On stage and in the festival grounds, people spoke of Pt Ravi Shankar, Ut Ali Akbar Khan, Ut Alauddin Khan as “our musicians” and Rabindranath Tagore as their “gurudev”. A couple of days earlier, the festival also observed a two-minute silence for losing “our own” Kishori tai (Kishori Amonkar) and Girija Devi. It was a moment that needed to be recorded.

That’s when it struck — here is a nation, dealing with much more than it can chew. The recent mob attacks on Hindu houses and temples in Nasirnagar (Brahmanbaria) and elsewhere in Gopalganj, Chittagong, and Sunamganj districts in Bangladesh, thousands of Santhals forced to flee the villages after two tribal Santhal Christians were killed. In the grim times, the festival came with a lilt in its step. Everyone was with everyone, enjoying classical music. “I don’t see any other way of making things better in the country. It is an all-night, five-day music festival, the entry to which is free. No one listening to music for 55 hours will pick the arms to kill; forget about killing their fellow countrymen,” said Abul Khair, Chairman of the Bengal Foundation. On the opening day of the festival, Asaduzzaman Noor, Minister of Cultural Affairs in Bangladesh had said, “This is not merely a festival. I believe that violence against minority communities can be tackled through the strength of music”.

So one saw, the choicest of the Jamdanis and colorful kurtas, lots of music and camaraderie among thousands at a classical music festival. Where the chairs were full, people brought out jute chatais and bedsheets and sat on them, eyes closed, listening. The performances included concerts by dhrupad maestro Pt Uday Bhawalkar, sitar players Ut Shahid Parvez Khan and Pt Buddhaditya Mukherjee, vocalist Pt Ajoy Chakrabarty, Pt Jasraj and flute exponent Pt Hari Prasad Chaurasia among many others.

The reverence Indian music found in Dhaka, was something one sometimes doesn’t even see back home in India. Our own all-night concerts, including the recent one held at Delhi’s IGNCA by SPICMACAY saw very few people towards the far end. As an Indian journalist in Dhaka, it felt that our cultural affinity and shared history melded together so organically. There was music, food, and a cackle of laughter.

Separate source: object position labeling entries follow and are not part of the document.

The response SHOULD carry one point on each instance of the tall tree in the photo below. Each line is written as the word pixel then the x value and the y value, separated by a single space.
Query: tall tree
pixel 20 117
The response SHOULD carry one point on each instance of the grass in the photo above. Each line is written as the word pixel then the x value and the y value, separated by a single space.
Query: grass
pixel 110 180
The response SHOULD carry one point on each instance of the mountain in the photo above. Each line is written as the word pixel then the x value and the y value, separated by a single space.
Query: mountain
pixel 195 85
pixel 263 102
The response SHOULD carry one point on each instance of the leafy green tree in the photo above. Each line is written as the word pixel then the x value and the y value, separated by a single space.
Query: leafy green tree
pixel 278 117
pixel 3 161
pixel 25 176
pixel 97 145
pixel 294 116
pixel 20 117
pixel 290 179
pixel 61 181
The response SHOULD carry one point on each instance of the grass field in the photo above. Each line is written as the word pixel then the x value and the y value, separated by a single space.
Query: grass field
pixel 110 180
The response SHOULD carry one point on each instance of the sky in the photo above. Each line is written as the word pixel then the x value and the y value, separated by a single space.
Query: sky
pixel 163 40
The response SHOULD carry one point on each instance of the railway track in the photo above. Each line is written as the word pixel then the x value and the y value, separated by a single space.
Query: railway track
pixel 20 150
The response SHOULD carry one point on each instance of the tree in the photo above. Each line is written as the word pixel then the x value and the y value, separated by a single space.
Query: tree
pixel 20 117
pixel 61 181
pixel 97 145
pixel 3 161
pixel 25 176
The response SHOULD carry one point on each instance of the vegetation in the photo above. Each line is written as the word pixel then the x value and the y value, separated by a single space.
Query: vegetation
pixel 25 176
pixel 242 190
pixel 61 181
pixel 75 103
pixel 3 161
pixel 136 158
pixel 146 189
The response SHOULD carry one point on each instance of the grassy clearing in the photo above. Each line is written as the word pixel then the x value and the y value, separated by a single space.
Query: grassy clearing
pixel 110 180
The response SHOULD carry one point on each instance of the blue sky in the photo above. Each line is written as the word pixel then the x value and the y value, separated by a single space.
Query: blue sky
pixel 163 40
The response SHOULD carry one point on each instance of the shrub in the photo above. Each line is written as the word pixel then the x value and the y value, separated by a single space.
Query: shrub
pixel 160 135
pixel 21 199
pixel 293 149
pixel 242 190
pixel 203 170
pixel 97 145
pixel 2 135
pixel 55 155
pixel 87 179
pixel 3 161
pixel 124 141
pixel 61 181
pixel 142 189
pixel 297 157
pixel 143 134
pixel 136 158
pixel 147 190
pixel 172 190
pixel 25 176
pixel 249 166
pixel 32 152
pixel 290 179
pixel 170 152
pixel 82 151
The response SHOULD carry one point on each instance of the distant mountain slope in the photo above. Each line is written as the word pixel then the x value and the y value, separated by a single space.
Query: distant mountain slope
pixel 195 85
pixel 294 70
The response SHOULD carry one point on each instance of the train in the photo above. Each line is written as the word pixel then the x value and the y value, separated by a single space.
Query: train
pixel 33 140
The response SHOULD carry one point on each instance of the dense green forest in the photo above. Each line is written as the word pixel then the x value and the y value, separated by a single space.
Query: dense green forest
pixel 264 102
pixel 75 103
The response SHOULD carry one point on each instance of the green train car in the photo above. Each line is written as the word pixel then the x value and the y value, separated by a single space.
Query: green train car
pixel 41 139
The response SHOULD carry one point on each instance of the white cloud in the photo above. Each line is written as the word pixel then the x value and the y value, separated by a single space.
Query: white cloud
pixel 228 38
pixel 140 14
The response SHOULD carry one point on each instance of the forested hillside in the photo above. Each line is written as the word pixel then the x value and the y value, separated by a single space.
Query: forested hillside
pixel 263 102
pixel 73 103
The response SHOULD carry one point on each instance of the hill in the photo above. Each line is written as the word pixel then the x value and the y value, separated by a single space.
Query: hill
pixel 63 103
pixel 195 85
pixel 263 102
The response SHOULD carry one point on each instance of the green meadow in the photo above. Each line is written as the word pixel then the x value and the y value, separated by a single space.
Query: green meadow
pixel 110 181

Everyone seemed happy here.

The festival was also a distant reminder of June of 1971, a couple of months after the declaration of the state of Bangladesh, when Pt Ravi Shankar decided to do “Concert for Bangladesh”. He’d brought on board sarod legend and brother-in-law Ut Ali Akbar Khan, his friend, student and ex- Beatle George Harrison, who then brought in some of his buddies — Bob Dylan, Ringo Starr, Eric Clapton and Leon Russell — to pick up their musical instruments at Madison Square Garden so that relief could be given to the 100,000 refugees pouring into West Bengal from East Pakistan (Bangladesh).

It was back then a wake-up call for the world, that had no idea of the genocide that had rattled the region and Shekh Mujib ur Rahman’s revolution for the liberation of Bangladesh. The two concerts were then attended by a total of 40,000 people and raised close to 2,50,000 dollars for Bangladesh relief. The world noticed. These were times when music worked as counterculture when it could change attitudes of people. Concerns of musicians were taken seriously by people. “It still hasn’t changed. I will not underestimate the power of music even now,” says Luva Nahid Choudhury, the curator of the Festival. She added that soon there will be a museum in Dhaka dedicated to artists and art of Bengal (East and West).

The sprawling traffic jams of Dhaka speak of its patience. The music festival spoke of a broad-minded, secular side of a nation, something people needed — a musical equilibrium. “Thank you,” said an elderly lady in the queue outside the cleanest mobile toilets we had seen at a music festival. “For what,” I asked. “For visiting. And for earlier.” On my walk back, it struck me, earlier meant 1971. When I looked back, she had melded into the clusters of people listening in rapt attention to the seven notes, which in those moments, signified music; and much more.